I looked forward to last night's Kudlow report, where I hoped to see a debate on the specific question. I was disappointed. It was basically more of the same.

Let me try to summarize the issue.

The Kauffman Report cites heavily shorted ETFs and structures that substitute approximations and derivatives for the actual underlying stocks. The defenders of the ETFs do not directly respond. They seem to emphasize talking points about tax advantages and ease of trading. They describe how new units are created and how those seeking the creation of a unit must deliver stock.

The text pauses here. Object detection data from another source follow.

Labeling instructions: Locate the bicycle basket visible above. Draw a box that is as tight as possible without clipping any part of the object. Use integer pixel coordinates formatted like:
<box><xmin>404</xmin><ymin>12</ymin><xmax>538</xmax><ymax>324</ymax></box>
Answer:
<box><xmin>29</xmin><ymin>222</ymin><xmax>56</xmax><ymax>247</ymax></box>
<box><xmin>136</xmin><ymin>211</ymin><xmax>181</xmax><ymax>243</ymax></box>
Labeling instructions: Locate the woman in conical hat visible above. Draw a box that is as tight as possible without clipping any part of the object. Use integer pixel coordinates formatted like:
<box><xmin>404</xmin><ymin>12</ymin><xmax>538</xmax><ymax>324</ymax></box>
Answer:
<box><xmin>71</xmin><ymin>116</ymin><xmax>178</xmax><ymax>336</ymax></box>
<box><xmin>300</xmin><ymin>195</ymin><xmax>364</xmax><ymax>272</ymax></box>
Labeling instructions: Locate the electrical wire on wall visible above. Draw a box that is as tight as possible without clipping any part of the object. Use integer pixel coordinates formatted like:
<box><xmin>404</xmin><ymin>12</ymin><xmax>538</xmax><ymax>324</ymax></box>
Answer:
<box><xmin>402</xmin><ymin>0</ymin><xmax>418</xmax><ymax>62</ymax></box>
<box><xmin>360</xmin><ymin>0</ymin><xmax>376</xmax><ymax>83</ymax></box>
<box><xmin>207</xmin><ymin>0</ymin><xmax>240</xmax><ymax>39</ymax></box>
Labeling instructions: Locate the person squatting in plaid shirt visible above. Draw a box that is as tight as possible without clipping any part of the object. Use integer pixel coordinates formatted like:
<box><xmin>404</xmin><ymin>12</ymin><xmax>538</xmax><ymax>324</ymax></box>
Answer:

The participants in this debate are talking past each other. The Kauffman group specifically cites the iShares Russell 2000 Index ETF (NYSEARCA:IWM) as an ETF where the short interest is not accurately reflected. Specifically, the report implies that many more shares would need to be purchased to cover the short interest, and that the leverage is excessive. ETF supporters do not specifically address this point, especially the failure to deliver on the part of short-sellers. The ETF supporters emphasize the procedures for creating new units. They attribute any issues to the "secondary market" where short-selling rules may note be adequate.

My Preliminary Take

We have a typical market discussion on a complex subject:

Both sides may be truthful, but the observer gains nothing from the discussion.

My hope is that the specific IWM issue will be addressed. The Kauffman team should be very specific in outlining how the IWM short selling poses a risk (they are already close to doing this in the report) and those responding should be specific in answering. This is the debate that will inform investors. I am inviting both to participate.

My preliminary conclusion is that the fault, if any, lies not with the ETF developers but with the SEC. More later.

Full Disclosure

I have varying interests, none of which consciously affect my reporting:

  • I participate in the Kauffman Foundation's efforts to support economic blogging. They embrace wild cannons of all stripes, so no one needs to fear exclusion by taking a strong position. For the record, I admire and support their efforts.
  • I actively trade ETFs in my investor programs.
  • I have a current long position in IWM.
  • I am on the record as a skeptic when it comes to the potential for ETF trading to create a crash.

Summarizing -- I am suprised by the Kauffman conclusions and I am looking at them with an open mind. You should do the same.